The rival rallies came with Pashinyan under increasing pressure for his handling of the war over the disputed Nagorno-Karabakh region, which saw Armenia suffer heavy losses and agree to hand over swathes of territory to Azerbaijan.
The political uncertainty is threatening to set off a chaotic power struggle in Armenia, an impoverished ex-Soviet republic on the borders of Turkey and Iran.
“If the parliamentary opposition agrees to early elections, we will agree to early elections,” Pashinyan told the flag-waving crowd.
“Let’s go to the polls and see whose resignation the people are demanding,” said Pashinyan, who swept to power after spearheading peaceful protests in 2018.
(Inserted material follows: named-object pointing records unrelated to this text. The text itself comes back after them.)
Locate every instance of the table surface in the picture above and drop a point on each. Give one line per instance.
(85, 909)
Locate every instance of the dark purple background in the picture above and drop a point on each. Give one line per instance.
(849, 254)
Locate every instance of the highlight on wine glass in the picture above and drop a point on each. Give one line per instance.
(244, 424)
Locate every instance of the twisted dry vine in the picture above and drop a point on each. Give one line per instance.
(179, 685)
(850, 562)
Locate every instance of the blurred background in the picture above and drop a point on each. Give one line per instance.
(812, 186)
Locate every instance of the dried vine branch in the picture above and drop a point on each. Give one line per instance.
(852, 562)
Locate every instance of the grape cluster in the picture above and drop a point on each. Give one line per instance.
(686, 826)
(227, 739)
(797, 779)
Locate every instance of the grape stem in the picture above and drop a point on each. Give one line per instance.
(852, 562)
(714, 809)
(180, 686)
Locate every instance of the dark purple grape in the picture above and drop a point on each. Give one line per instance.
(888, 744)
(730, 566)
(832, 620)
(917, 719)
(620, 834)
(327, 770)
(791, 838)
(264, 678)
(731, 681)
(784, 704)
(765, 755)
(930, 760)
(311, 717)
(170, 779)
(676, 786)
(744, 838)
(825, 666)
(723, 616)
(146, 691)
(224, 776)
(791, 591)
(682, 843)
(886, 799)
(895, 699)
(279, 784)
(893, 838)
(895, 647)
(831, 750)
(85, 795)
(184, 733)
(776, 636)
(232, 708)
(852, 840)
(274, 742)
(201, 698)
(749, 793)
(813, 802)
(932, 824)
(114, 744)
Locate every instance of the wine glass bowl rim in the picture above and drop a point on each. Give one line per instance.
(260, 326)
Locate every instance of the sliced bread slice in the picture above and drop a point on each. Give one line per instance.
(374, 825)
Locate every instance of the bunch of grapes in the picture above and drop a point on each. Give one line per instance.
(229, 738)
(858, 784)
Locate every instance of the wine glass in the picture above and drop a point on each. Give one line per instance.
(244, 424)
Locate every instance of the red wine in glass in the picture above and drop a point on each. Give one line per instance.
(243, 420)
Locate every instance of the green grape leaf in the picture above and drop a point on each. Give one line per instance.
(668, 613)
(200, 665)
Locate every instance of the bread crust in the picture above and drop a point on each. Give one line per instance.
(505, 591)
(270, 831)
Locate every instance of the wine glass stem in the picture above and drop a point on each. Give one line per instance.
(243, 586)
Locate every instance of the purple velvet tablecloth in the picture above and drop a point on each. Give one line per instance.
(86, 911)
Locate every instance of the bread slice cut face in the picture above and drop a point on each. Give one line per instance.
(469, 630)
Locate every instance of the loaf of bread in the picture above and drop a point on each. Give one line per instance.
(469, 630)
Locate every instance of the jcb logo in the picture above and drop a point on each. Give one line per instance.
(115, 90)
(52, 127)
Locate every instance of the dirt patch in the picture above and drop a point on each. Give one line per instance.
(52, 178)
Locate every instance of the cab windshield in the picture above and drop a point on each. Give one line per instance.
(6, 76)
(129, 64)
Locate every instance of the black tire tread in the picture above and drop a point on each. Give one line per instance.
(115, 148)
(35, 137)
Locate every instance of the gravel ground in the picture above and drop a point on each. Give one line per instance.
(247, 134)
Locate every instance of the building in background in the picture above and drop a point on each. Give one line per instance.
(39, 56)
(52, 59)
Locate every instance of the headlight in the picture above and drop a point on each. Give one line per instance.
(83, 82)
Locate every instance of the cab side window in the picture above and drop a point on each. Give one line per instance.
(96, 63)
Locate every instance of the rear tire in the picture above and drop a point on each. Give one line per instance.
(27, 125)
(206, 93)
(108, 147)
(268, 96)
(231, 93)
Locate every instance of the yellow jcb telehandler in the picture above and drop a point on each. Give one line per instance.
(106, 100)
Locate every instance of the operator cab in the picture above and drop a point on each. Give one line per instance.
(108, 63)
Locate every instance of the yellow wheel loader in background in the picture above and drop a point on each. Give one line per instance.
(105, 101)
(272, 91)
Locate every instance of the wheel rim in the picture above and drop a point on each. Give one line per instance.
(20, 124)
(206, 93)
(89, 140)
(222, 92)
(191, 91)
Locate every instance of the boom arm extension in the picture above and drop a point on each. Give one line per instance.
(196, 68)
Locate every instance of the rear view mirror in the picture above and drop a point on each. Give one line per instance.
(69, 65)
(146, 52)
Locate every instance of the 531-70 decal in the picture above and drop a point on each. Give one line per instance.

He admitted to making mistakes and asked for forgiveness, but denounced those he said were trying to undermine the country’s democracy.
“Only the people can decide who will remain in power,” said Pashinyan, adding that old rivals are trying to undermine his government.
“We don’t want the same old leaders to come back, we elected Pashinyan and we trust him,” Narine Garibyan, a 59-year-old artist, told AFP at the rally.
“He is not guilty for what happened with the war. We are all guilty because we were silent all those years when the old leaders robbed the country and neglected the army.”
‘Sold out our land’
Several thousand pro-opposition protesters meanwhile gathered nearby outside parliament, where activists have set up a tent camp and vowed to stay until Pashinyan and his government resigns.
“We want to change those in charge — they sold out our land,” Hovsep Hovsepyan, a 65-year-old pensioner, told AFP at the protest.
“Pashinyan is the one responsible for losing the war, only him… He should go, it is a matter of honour. The people demand it.”
Monday’s rallies coincided with the anniversary of the deaths of 10 people when riot police dispersed thousands of protesters contesting the result of a presidential election in Yerevan on March 1, 2008.
President Armen Sarkisian, whose role is largely symbolic, called for all sides to show restraint on the anniversary.
“Political struggle must not go beyond the bounds of the law, it should not lead to shocks and instability,” he said in a statement.
Sarkisian has become a central figure in the crisis after he refused on Saturday to sign an order from Pashinyan to dismiss the chief of the military’s general staff Onik Gasparyan.
Pashinyan has sent the request for his dismissal back to the president and the two appear to be in a standoff.
Last week the prime minister accused the military of attempting a coup when the general staff backed calls for his resignation.
Dispute over Russian missiles
The row with top generals began when Pashinyan fired the deputy chief of the general staff after he ridiculed claims by the prime minister that Iskander missiles supplied by Russia — Armenia’s main military ally — had failed to hit targets during the war over Nagorno-Karabakh.
Pashinyan issued a retraction of sorts on Monday, with his office saying he had been “incorrectly briefed on this matter” and had no doubts about the quality of Russian military production.
Pashinyan has faced fierce criticism since he signed a Moscow-brokered peace deal over Nagorno-Karabakh, an ethnic Armenian region that broke from Azerbaijan’s control during a war in the early 1990s.
Fresh fighting broke out over the disputed territory in late September, with Azerbaijan’s forces backed by ally Turkey making steady gains.
After six weeks of clashes and bombardments that claimed around 6,000 lives, a ceasefire agreement was signed that handed over significant territory to Azerbaijan and allowed for the deployment of Russian peacekeepers.
The agreement was seen as a national humiliation for many in Armenia, but Pashinyan has said he had no choice but to agree or see his country’s forces suffer even bigger losses.